PURIFICATION AND PROPERTIES OF ESTRADIOL 17-BETA-DEHYDROGENASE EXTRACTED FROM CYTOPLASMIC VESICLES OF PORCINE ENDOMETRIAL CELLS

Porcine endometrial oestradiol-17beta dehydrogenase was solubilized from the particulate fraction of homogenates sedimenting between 1200 g and 10000 g by treatment with 0.4 % Brij 35 in neutral buffers. The extracts were processed by successive passage through DEAE-Sepharose, Amberlyte XAD-2 and Blue-Sepharose, and the enzyme was collected from the washed affinity matrix at 0.8 M of a 0-2 M-KCl gradient. A genuine oestrone reductase was eluted at 1.9 M-KCl. The dehydrogenase pool was resolved by butyl-Sepharose chromatography into a major (80 %) peak (EDH(M)) eluted at 0.8 M-(NH4)2SO4 and a very hydrophobic fraction (VHF) recovered at 0.1 m. EDH(M) was further purified by filtration through Sephadex G-200 and cation-exchange chromatography on Mono S. Sephacryl 300 was used for VHF followed by Mono S. Enrichments from the homogenate amounted to 1074-fold for EDH(M) and 632-fold for VHF. A single silver-stained band at 32 kDa is seen on SDS/PAGE of EDH(M), and VHF contains additional bands at 45 and 80 kDa.
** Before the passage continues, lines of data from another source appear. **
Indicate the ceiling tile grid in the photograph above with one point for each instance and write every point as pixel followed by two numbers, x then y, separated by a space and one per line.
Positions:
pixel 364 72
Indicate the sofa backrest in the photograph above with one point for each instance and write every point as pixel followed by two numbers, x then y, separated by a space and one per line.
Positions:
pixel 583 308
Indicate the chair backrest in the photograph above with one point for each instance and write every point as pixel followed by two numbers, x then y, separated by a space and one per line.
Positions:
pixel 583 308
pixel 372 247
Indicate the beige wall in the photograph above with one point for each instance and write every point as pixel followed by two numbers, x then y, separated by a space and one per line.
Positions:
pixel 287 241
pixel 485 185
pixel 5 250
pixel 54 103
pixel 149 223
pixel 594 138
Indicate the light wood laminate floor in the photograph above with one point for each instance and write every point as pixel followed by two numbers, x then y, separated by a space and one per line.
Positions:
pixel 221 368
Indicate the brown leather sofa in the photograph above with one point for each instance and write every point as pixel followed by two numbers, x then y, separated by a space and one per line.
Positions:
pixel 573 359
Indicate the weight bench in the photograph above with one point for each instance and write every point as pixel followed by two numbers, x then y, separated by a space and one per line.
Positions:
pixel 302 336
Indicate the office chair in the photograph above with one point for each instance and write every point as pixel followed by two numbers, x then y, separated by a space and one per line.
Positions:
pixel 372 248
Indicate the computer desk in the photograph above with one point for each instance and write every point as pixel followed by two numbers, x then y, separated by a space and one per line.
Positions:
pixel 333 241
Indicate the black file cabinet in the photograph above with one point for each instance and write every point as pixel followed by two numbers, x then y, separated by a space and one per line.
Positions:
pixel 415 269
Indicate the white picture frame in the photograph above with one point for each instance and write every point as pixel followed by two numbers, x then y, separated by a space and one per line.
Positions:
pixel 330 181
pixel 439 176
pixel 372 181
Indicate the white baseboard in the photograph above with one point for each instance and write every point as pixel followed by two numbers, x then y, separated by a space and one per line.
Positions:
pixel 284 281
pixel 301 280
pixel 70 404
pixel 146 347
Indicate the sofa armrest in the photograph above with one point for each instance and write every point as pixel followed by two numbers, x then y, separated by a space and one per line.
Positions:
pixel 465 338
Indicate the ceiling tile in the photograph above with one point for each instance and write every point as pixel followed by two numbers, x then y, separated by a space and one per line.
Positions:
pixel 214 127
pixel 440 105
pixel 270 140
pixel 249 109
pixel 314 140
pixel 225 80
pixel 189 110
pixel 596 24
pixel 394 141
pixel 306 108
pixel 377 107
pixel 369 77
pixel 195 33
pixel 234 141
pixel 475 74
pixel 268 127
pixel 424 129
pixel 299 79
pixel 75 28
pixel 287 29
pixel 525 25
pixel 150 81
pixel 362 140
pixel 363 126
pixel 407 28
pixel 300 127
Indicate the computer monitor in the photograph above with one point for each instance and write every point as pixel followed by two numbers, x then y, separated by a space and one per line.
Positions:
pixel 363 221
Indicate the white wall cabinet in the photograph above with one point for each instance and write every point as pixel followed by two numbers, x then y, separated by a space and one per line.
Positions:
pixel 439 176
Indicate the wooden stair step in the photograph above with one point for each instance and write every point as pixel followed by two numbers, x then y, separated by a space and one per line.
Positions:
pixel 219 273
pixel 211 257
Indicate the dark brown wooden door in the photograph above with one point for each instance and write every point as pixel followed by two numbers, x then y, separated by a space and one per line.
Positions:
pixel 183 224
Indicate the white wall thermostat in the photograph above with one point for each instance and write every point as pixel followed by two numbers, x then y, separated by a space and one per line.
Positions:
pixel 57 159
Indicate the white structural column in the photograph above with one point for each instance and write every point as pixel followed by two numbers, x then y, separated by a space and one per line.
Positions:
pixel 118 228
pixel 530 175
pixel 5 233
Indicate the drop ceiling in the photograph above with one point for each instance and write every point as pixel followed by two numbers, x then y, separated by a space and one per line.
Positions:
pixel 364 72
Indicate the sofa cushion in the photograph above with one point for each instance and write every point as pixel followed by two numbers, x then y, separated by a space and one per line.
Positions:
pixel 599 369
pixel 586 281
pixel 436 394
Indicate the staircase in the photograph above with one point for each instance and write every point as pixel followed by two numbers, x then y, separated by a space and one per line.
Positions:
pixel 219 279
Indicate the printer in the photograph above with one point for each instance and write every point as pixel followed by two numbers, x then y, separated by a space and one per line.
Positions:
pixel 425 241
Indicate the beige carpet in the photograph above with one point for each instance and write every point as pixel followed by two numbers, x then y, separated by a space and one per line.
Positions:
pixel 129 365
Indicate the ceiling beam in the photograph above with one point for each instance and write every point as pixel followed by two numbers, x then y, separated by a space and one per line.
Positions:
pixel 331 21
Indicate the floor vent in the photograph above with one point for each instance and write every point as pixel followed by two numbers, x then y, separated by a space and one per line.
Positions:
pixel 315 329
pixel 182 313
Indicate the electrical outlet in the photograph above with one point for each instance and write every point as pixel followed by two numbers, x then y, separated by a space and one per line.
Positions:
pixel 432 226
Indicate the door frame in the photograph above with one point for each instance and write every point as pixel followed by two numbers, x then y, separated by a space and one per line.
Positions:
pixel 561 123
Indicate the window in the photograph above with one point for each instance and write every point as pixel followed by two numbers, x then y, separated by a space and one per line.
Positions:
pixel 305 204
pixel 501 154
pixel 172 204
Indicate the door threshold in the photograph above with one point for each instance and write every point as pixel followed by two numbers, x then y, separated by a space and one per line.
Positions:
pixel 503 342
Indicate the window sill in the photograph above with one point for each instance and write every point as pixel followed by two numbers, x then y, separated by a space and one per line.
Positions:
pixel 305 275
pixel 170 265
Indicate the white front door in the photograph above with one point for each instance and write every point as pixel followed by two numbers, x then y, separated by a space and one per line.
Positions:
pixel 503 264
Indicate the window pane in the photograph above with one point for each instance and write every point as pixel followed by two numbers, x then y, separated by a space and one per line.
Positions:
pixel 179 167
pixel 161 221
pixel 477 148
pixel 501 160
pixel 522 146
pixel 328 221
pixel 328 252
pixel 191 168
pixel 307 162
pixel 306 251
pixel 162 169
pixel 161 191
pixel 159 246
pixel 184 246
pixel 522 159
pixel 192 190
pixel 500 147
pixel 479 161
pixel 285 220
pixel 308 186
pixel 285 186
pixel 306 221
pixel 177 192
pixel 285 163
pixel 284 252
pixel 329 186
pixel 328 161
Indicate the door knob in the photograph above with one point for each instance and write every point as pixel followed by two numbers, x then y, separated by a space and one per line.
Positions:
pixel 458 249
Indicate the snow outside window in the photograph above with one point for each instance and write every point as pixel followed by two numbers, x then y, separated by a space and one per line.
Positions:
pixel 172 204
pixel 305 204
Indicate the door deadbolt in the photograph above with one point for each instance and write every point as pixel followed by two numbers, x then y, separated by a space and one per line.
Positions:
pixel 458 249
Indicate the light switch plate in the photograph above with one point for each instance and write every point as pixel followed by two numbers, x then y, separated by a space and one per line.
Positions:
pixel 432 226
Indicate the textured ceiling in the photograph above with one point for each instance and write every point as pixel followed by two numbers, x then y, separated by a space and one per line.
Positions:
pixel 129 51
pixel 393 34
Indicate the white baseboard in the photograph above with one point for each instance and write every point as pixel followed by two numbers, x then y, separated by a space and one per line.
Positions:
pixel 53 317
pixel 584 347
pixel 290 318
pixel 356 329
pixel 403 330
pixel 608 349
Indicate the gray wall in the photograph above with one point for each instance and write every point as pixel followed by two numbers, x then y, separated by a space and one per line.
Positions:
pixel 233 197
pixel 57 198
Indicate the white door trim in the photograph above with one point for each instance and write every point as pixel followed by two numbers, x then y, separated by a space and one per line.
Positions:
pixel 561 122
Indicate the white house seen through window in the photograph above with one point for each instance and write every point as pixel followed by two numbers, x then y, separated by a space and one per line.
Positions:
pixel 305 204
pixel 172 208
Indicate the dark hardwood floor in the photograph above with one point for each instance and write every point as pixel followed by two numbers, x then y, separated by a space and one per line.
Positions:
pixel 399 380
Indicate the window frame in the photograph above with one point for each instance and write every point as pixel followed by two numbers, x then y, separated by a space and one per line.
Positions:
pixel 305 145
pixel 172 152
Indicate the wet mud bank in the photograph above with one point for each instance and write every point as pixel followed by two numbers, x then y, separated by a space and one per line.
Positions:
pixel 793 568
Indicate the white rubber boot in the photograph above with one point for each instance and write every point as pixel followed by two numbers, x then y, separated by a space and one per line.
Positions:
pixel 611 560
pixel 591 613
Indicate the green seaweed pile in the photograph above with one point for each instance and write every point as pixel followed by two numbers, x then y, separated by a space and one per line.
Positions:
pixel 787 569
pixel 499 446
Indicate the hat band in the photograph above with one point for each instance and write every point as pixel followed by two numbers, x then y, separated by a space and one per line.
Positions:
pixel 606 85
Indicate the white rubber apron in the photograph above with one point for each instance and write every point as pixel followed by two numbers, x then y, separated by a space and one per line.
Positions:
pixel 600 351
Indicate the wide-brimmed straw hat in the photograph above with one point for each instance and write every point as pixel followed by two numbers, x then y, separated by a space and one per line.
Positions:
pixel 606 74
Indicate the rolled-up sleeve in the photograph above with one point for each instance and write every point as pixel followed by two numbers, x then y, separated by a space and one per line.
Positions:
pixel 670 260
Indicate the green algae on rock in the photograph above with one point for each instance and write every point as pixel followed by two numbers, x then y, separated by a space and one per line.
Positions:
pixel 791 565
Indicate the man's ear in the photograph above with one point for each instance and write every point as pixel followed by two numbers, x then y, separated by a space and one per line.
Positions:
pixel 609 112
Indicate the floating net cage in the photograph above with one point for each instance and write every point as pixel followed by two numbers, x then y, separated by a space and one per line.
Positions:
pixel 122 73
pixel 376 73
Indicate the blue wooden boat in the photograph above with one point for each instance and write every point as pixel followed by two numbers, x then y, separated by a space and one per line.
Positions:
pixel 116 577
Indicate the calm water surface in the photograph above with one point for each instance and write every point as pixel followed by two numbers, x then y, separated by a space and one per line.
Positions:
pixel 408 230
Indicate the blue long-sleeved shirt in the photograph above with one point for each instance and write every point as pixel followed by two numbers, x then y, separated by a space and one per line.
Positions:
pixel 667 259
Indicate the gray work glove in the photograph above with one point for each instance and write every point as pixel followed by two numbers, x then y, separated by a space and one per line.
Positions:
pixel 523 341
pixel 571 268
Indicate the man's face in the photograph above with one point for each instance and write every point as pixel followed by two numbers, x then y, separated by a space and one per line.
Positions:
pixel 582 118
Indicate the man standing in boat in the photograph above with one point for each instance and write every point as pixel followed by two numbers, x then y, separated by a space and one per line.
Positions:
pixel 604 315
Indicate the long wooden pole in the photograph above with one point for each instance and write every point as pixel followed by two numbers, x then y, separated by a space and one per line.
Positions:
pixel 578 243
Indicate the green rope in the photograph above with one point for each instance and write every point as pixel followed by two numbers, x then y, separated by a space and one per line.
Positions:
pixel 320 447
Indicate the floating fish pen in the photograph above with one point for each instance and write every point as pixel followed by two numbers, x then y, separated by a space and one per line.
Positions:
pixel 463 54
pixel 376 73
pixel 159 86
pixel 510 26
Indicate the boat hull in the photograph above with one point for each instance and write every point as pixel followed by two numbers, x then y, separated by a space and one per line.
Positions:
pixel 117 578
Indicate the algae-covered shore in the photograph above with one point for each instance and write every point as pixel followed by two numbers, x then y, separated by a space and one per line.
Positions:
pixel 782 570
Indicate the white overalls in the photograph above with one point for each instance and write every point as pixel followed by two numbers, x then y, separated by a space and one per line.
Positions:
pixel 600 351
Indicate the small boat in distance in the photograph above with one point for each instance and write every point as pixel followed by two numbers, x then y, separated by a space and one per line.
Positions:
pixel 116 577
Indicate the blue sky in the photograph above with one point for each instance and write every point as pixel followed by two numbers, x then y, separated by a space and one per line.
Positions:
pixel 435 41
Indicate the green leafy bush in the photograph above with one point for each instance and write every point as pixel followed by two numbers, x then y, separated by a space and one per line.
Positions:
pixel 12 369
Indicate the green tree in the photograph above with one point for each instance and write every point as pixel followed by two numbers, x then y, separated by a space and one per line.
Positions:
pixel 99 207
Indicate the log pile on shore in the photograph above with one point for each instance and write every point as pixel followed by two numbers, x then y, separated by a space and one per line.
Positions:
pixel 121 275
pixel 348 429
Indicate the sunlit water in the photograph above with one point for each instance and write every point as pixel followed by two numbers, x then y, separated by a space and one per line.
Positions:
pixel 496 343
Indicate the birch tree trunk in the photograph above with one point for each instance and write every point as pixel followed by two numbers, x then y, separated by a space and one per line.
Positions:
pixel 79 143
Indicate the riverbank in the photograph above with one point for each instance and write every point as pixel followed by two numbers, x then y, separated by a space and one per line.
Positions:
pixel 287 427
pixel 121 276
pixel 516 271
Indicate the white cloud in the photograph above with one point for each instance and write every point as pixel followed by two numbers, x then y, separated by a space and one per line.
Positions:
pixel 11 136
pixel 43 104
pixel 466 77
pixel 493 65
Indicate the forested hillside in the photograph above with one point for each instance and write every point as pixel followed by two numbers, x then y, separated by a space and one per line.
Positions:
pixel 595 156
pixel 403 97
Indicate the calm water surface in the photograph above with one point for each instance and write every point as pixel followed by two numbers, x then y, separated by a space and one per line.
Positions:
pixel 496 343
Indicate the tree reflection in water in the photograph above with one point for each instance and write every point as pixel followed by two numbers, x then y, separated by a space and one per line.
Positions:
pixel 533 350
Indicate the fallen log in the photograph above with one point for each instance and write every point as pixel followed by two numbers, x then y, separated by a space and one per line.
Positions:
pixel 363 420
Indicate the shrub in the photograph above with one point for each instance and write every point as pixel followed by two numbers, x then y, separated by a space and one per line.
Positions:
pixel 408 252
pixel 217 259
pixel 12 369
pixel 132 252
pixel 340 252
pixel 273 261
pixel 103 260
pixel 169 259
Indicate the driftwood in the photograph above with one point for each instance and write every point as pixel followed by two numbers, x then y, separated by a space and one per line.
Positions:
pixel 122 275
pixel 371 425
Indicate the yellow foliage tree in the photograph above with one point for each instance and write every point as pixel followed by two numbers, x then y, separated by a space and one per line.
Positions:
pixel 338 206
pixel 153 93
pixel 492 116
Polyclonal antibodies (G436) raised against EDH(M) and the monoclonal antibody F1 raised against VHF recognize the single 32 kDa band in EDH(M) and both the 32 kDa and 80 kDa bands in composite VHF. The 45 kDa band of VHF reacts with neither. Monoclonal antibody W1 raised against EDH(M) only recognizes the 32 kDa peptide of EDH(M) and VHF. The specific activity for oestradiol oxidation amounts to 4081 muunits/mg for EDH(M) and to 2402 muunits/mg for VHF. Both possess a minimal (1/260) endogenous reductase activity and are devoid of 3beta, 3alpha- and 20alpha-dehydrogenases. We consider EDH(M) to be authentic oestradiol-17beta dehydrogenase of porcine endometrium. The composite VHF could reflect the situation of the enzyme in vivo or result from aggregations occurring during processing.